Il Signore mi mise nel cuore il desiderio di perdonare. In
Ebrei 12:14-15 è scritto “Impegnatevi a cercare
la pace con tutti e la santificazione senza la quale nessuno
vedrà il Signore, vigilando bene che nessuno resti
privo della grazia di Dio; che nessuna radice velenosa (di
amarezza) venga fuori a darvi molestia e molti di voi ne siano
contagiati”. Ed io volevo “cercare la pace con
tutti”, ma sapevo anche che senza l’aiuto del
Signore non sarei mai stata in grado di farlo. In cuor mio
confessai a Dio i miei sentimenti, riconoscendo di essere
stata ferita dalle azioni di mio padre. Cercai di identificare
le conseguenze con le quali avrei dovuto continuare a vivere
e decisi di accettarle e continuare a vivere in pace con Dio
e con me stessa. Fu come se avessi cancellato un grosso debito
che mio padre aveva nei miei confronti.
Poi un giorno, mentre ero in chiesa in Canada, il pastore,
dopo un messaggio sul perdono, chiese a tutti di scrivere
il nome di una persona con la quale avremmo voluto riprendere
i contatti interrotti a causa di problemi sorti anche non
per colpa nostra. Così la prima persona che Dio mi
portò in mente fu mio padre. Presi un foglietto di
carta e scrissi “babbo.” Già il fatto di
ammettere la mia incapacità di fare qualcosa che avrei
dovuto fare da anni mi fece sentir meglio. Poi ci chiese di
pregare durante la settimana e di metterci in contatto con
quella persona e comunicargli il nostro perdono. “Questo
poi non posso farlo!” pensai, perché io ero in
Canada e lui in Sardegna ed io non avevo mai avuto il suo
numero di telefono. Poi mi ricordai che qualcuno mi aveva
detto la via in cui abitava. Così decisi di scrivere
a quell’indirizzo incompleto e forse inesistente e sarebbe
stato il compito del Signore fargli recapitare la lettera,
se fosse stata la sua volontà per me di rincontrarlo.
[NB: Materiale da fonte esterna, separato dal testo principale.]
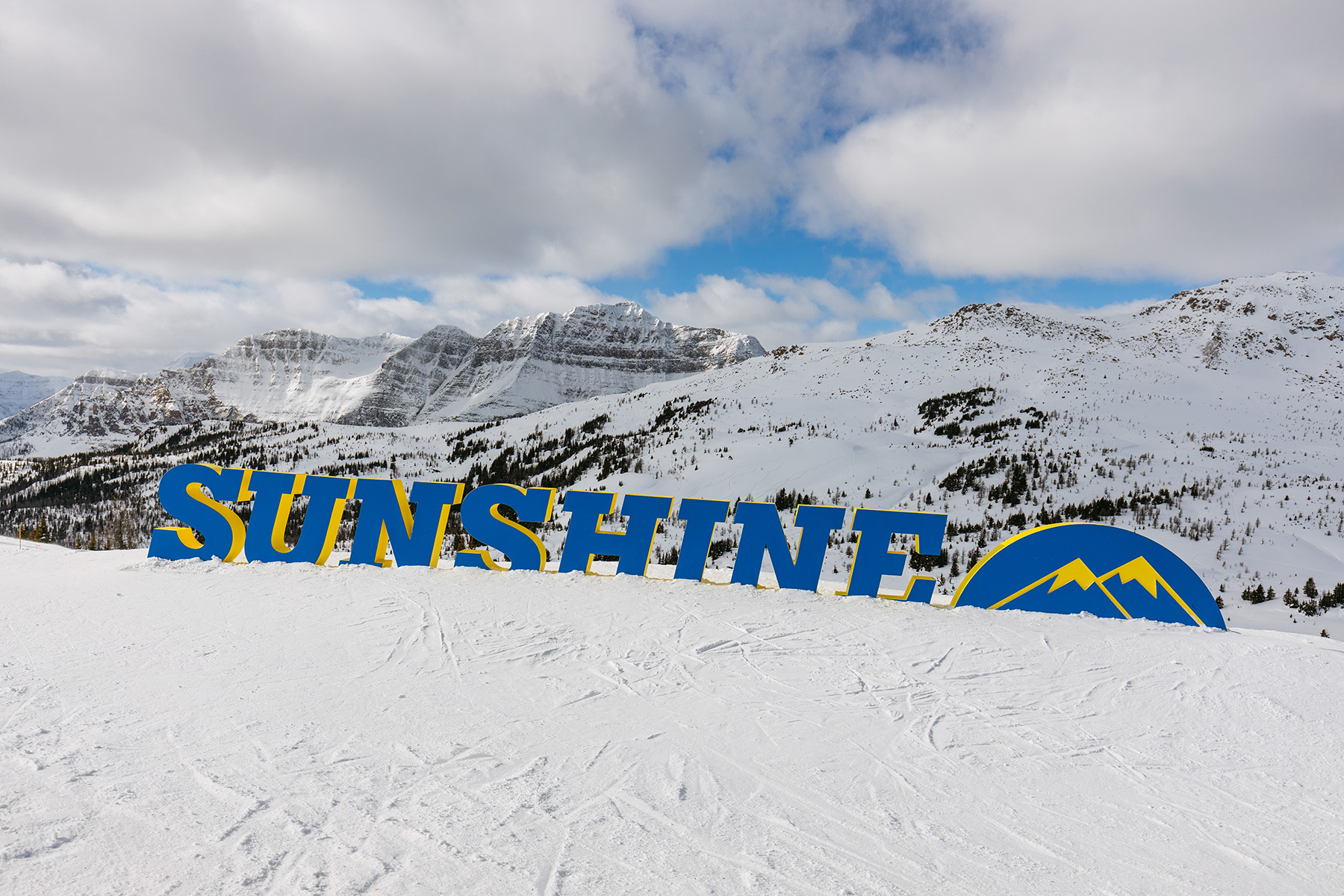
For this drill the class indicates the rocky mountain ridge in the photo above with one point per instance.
(19, 390)
(520, 366)
(1001, 417)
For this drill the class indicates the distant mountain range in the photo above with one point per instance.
(522, 366)
(19, 390)
(1211, 421)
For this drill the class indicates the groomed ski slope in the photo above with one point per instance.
(206, 729)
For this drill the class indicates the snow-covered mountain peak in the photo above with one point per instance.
(520, 366)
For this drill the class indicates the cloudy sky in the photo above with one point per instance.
(176, 175)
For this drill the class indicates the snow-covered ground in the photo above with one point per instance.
(210, 729)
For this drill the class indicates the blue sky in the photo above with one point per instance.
(818, 169)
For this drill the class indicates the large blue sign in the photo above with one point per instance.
(1058, 568)
(1089, 567)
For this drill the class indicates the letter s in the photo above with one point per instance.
(181, 496)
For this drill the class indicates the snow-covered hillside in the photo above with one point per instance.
(19, 390)
(520, 366)
(1213, 421)
(214, 729)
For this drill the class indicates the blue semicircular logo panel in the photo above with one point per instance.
(1104, 570)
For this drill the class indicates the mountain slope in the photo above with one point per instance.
(530, 363)
(1001, 417)
(19, 390)
(386, 381)
(220, 729)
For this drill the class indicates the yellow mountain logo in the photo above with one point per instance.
(1078, 573)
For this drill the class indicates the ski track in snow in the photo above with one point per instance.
(211, 729)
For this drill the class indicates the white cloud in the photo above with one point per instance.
(783, 311)
(401, 139)
(1191, 140)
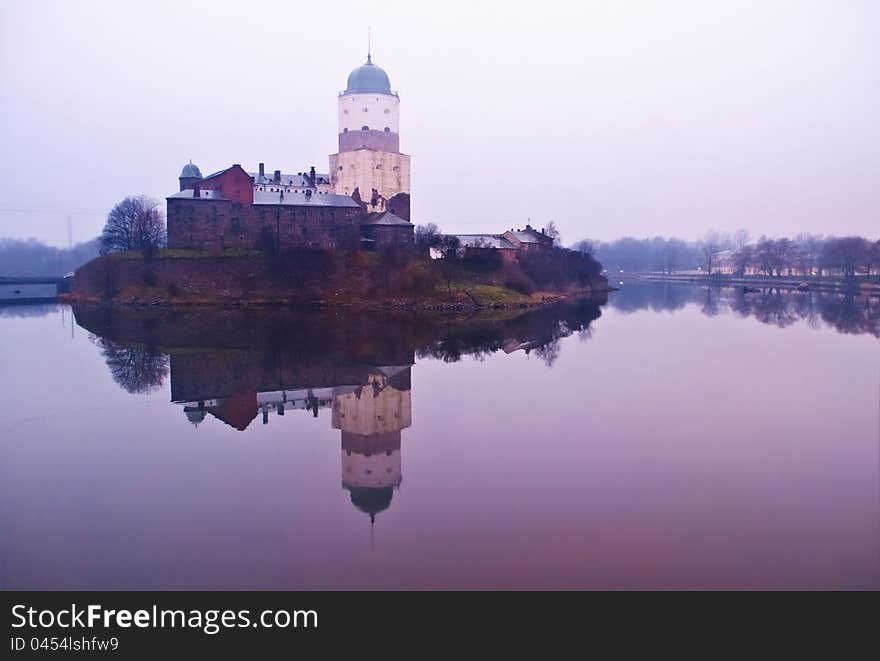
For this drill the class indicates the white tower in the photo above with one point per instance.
(369, 157)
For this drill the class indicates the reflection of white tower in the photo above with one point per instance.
(371, 419)
(369, 157)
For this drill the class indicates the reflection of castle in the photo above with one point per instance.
(371, 419)
(370, 411)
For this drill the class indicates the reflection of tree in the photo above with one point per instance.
(540, 331)
(774, 306)
(710, 305)
(136, 369)
(549, 352)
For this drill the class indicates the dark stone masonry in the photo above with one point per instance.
(223, 211)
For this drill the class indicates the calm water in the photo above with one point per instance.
(673, 437)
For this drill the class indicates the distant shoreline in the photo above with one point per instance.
(860, 285)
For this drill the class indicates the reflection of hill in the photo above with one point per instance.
(845, 313)
(303, 338)
(234, 366)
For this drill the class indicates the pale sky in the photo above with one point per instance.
(610, 118)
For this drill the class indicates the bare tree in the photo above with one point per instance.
(553, 232)
(709, 248)
(451, 253)
(585, 246)
(743, 258)
(740, 238)
(427, 237)
(136, 223)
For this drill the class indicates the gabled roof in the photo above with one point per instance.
(289, 179)
(485, 241)
(530, 236)
(207, 194)
(302, 200)
(219, 172)
(384, 218)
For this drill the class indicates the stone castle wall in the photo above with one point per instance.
(217, 225)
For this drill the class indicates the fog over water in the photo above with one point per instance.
(673, 437)
(609, 118)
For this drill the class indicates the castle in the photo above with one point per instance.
(364, 202)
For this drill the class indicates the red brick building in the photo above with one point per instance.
(225, 210)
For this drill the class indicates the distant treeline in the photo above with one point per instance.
(805, 254)
(31, 257)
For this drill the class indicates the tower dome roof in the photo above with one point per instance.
(190, 170)
(371, 500)
(368, 78)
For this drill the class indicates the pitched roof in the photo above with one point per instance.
(302, 200)
(484, 241)
(289, 179)
(384, 218)
(530, 236)
(205, 194)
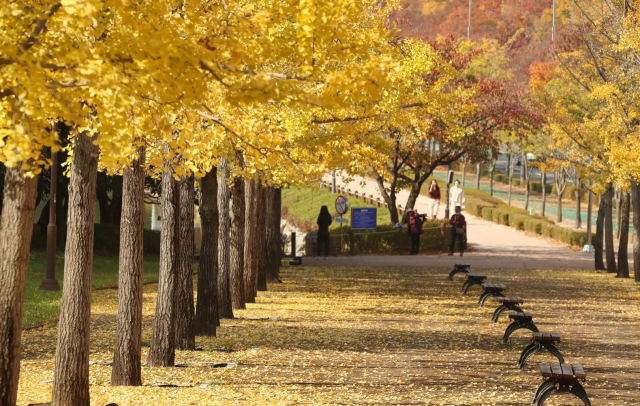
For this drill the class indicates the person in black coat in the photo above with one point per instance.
(324, 221)
(414, 222)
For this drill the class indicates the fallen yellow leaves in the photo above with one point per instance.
(373, 336)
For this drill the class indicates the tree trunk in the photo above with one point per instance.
(559, 215)
(414, 193)
(578, 214)
(618, 195)
(163, 347)
(526, 193)
(16, 227)
(185, 336)
(464, 174)
(389, 198)
(635, 201)
(261, 237)
(623, 260)
(491, 180)
(273, 226)
(599, 238)
(393, 208)
(126, 368)
(71, 373)
(527, 177)
(544, 193)
(207, 302)
(224, 241)
(250, 272)
(608, 231)
(237, 244)
(278, 214)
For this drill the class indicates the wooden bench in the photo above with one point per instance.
(562, 378)
(520, 320)
(541, 342)
(472, 279)
(507, 303)
(459, 268)
(490, 289)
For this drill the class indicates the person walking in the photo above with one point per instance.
(458, 230)
(324, 221)
(456, 195)
(434, 200)
(414, 223)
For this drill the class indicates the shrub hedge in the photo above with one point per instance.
(483, 205)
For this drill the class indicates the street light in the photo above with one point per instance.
(469, 24)
(553, 24)
(50, 282)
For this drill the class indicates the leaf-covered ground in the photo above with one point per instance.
(374, 336)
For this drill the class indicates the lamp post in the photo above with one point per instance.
(449, 178)
(50, 282)
(553, 24)
(469, 24)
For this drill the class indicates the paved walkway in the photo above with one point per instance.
(494, 246)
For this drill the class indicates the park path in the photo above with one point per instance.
(494, 245)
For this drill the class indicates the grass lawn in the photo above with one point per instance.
(304, 205)
(42, 306)
(381, 336)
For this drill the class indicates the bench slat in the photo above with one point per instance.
(545, 370)
(567, 371)
(579, 372)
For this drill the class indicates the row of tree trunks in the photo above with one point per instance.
(608, 231)
(260, 236)
(224, 242)
(635, 201)
(623, 226)
(237, 244)
(251, 252)
(272, 234)
(128, 348)
(162, 351)
(16, 227)
(207, 318)
(599, 237)
(185, 334)
(71, 372)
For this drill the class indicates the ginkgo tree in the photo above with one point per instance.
(133, 104)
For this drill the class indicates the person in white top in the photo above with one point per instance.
(456, 195)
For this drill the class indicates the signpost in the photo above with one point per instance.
(342, 205)
(364, 218)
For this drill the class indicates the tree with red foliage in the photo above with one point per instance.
(495, 107)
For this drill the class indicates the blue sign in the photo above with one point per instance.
(363, 218)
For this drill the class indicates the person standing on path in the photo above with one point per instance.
(324, 221)
(458, 230)
(414, 223)
(434, 200)
(456, 195)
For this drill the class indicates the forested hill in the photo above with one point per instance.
(522, 26)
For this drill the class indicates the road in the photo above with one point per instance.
(494, 246)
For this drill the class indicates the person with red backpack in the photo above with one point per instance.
(459, 226)
(414, 223)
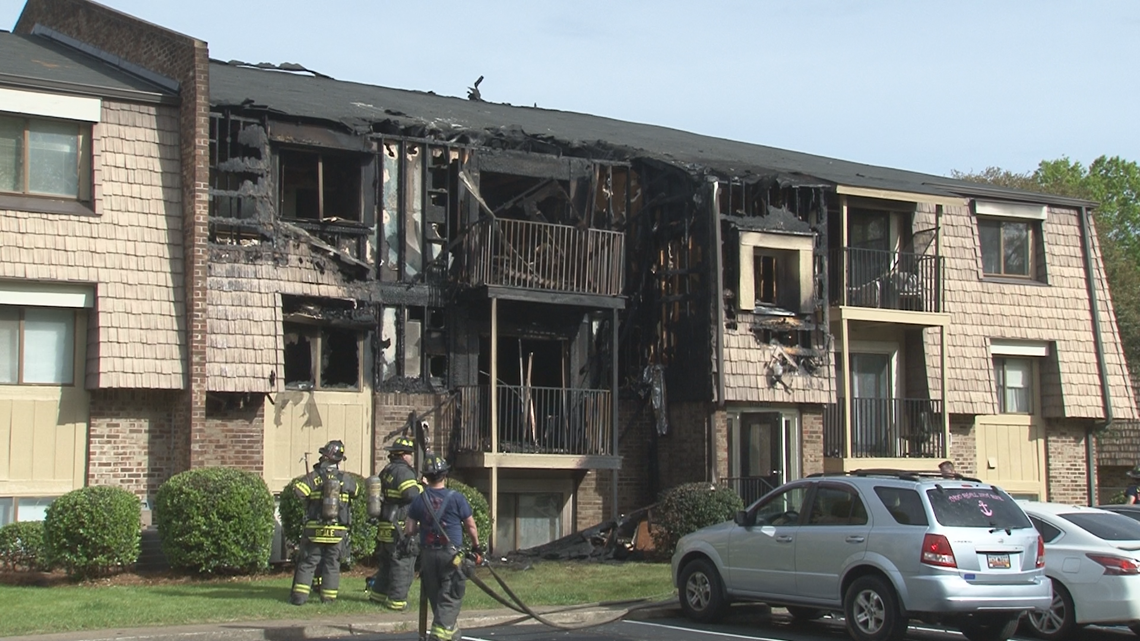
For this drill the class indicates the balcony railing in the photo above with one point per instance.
(534, 420)
(885, 428)
(886, 280)
(539, 256)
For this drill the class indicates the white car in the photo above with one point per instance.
(1092, 558)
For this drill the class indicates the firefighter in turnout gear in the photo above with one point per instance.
(326, 493)
(398, 488)
(441, 516)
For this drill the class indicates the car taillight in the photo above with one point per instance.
(936, 551)
(1116, 566)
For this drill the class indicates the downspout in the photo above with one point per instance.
(718, 314)
(1106, 395)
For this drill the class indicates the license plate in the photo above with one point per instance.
(998, 561)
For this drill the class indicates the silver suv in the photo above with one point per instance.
(881, 546)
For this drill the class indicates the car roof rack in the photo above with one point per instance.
(904, 475)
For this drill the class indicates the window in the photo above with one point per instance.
(1014, 378)
(322, 357)
(37, 346)
(1007, 246)
(319, 186)
(45, 157)
(905, 505)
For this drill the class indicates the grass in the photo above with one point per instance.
(97, 606)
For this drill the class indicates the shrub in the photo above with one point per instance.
(216, 520)
(479, 506)
(22, 546)
(361, 533)
(92, 530)
(689, 508)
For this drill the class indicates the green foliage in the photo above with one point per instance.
(1114, 183)
(480, 510)
(92, 530)
(689, 508)
(361, 533)
(216, 520)
(22, 546)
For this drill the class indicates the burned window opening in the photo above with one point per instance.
(238, 189)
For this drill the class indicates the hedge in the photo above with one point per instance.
(689, 508)
(216, 520)
(22, 546)
(94, 530)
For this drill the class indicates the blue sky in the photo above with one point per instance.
(927, 86)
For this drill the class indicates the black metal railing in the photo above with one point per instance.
(540, 256)
(886, 280)
(885, 428)
(534, 420)
(751, 488)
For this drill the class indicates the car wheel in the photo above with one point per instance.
(872, 613)
(991, 627)
(702, 598)
(800, 614)
(1058, 622)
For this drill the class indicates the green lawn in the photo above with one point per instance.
(95, 606)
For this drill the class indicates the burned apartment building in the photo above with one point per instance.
(584, 311)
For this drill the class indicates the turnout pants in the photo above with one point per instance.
(393, 576)
(445, 584)
(325, 556)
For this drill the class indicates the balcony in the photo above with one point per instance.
(544, 257)
(537, 427)
(885, 280)
(886, 428)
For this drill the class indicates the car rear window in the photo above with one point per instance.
(1105, 525)
(976, 506)
(905, 505)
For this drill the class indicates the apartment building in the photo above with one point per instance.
(584, 311)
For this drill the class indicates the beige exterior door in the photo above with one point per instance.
(298, 423)
(1011, 453)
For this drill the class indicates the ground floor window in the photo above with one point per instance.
(23, 509)
(528, 519)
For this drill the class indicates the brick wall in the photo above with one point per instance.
(963, 448)
(132, 443)
(236, 431)
(811, 422)
(1065, 463)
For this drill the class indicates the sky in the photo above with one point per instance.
(920, 84)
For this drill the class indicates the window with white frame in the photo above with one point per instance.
(1014, 378)
(45, 157)
(37, 346)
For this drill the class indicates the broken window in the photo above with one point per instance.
(336, 350)
(414, 345)
(319, 186)
(237, 179)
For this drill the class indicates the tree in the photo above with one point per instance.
(1114, 183)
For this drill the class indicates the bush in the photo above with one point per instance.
(689, 508)
(481, 510)
(22, 546)
(92, 530)
(216, 520)
(361, 534)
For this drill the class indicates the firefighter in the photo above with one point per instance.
(441, 516)
(399, 487)
(326, 493)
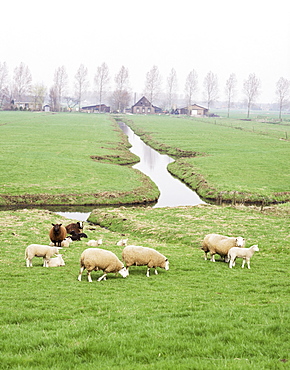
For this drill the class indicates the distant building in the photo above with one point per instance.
(194, 110)
(143, 106)
(97, 108)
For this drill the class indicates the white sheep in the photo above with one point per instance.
(144, 256)
(56, 261)
(65, 243)
(244, 253)
(100, 259)
(122, 243)
(38, 250)
(220, 244)
(94, 243)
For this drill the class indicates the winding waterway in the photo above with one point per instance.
(173, 192)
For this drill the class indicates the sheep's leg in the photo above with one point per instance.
(103, 277)
(80, 273)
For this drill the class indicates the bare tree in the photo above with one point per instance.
(171, 87)
(3, 82)
(60, 84)
(230, 90)
(282, 92)
(81, 83)
(22, 81)
(153, 84)
(251, 90)
(121, 96)
(210, 84)
(191, 86)
(38, 92)
(101, 81)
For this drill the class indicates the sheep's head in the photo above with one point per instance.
(240, 242)
(124, 272)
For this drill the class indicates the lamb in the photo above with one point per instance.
(94, 243)
(244, 253)
(100, 259)
(37, 250)
(220, 244)
(76, 227)
(56, 261)
(77, 236)
(65, 243)
(144, 256)
(57, 234)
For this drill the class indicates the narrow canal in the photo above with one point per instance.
(173, 192)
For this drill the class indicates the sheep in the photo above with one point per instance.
(76, 227)
(144, 256)
(77, 236)
(244, 253)
(65, 243)
(56, 261)
(57, 234)
(37, 250)
(100, 259)
(220, 244)
(94, 243)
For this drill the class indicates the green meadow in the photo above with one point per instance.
(197, 315)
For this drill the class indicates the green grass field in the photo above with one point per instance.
(231, 157)
(197, 315)
(67, 159)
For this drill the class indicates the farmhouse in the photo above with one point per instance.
(97, 108)
(194, 110)
(143, 106)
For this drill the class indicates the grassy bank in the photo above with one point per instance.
(197, 315)
(225, 159)
(67, 159)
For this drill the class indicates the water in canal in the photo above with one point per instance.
(173, 192)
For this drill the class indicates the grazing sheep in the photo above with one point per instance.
(94, 243)
(57, 234)
(56, 261)
(76, 227)
(77, 236)
(122, 243)
(220, 244)
(144, 256)
(37, 250)
(100, 259)
(244, 253)
(65, 243)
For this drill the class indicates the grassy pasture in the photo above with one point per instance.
(67, 159)
(222, 157)
(197, 315)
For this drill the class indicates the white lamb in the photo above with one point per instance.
(56, 261)
(65, 243)
(100, 259)
(144, 256)
(38, 250)
(244, 253)
(220, 244)
(94, 243)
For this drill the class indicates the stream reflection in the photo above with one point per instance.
(173, 192)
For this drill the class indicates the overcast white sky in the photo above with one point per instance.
(224, 37)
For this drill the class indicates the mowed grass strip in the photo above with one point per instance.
(68, 159)
(198, 314)
(229, 160)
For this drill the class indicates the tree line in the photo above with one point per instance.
(19, 86)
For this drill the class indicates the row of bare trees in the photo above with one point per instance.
(120, 97)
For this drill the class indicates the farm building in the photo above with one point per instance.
(143, 106)
(97, 108)
(194, 110)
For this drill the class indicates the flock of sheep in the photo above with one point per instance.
(95, 258)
Così gli scrissi dicendogli che lo avevo perdonato
per tutto ciò che mi aveva fatto e già sentivo
il mio cuore più leggero.
Tornati in Italia, fui molto sorpresa di ricevere la sua
telefonata e mi resi conto che era arrivato il momento di
riincontrarlo faccia a faccia e non sapevo proprio come avrei
reagito. Quando ci incontrammo sulla porta di casa, la cosa
che mi sorprese di più fu proprio l’assenza totale
di rabbia e di rancore nei suoi confronti e lo accolsi con
una pace e una grazia incredibile che nemmeno io mi sarei
aspettata.
Dio era stato fedele anche in questo. Mi ha dato la sua forza
e la sua capacità di perdonare anche un padre così.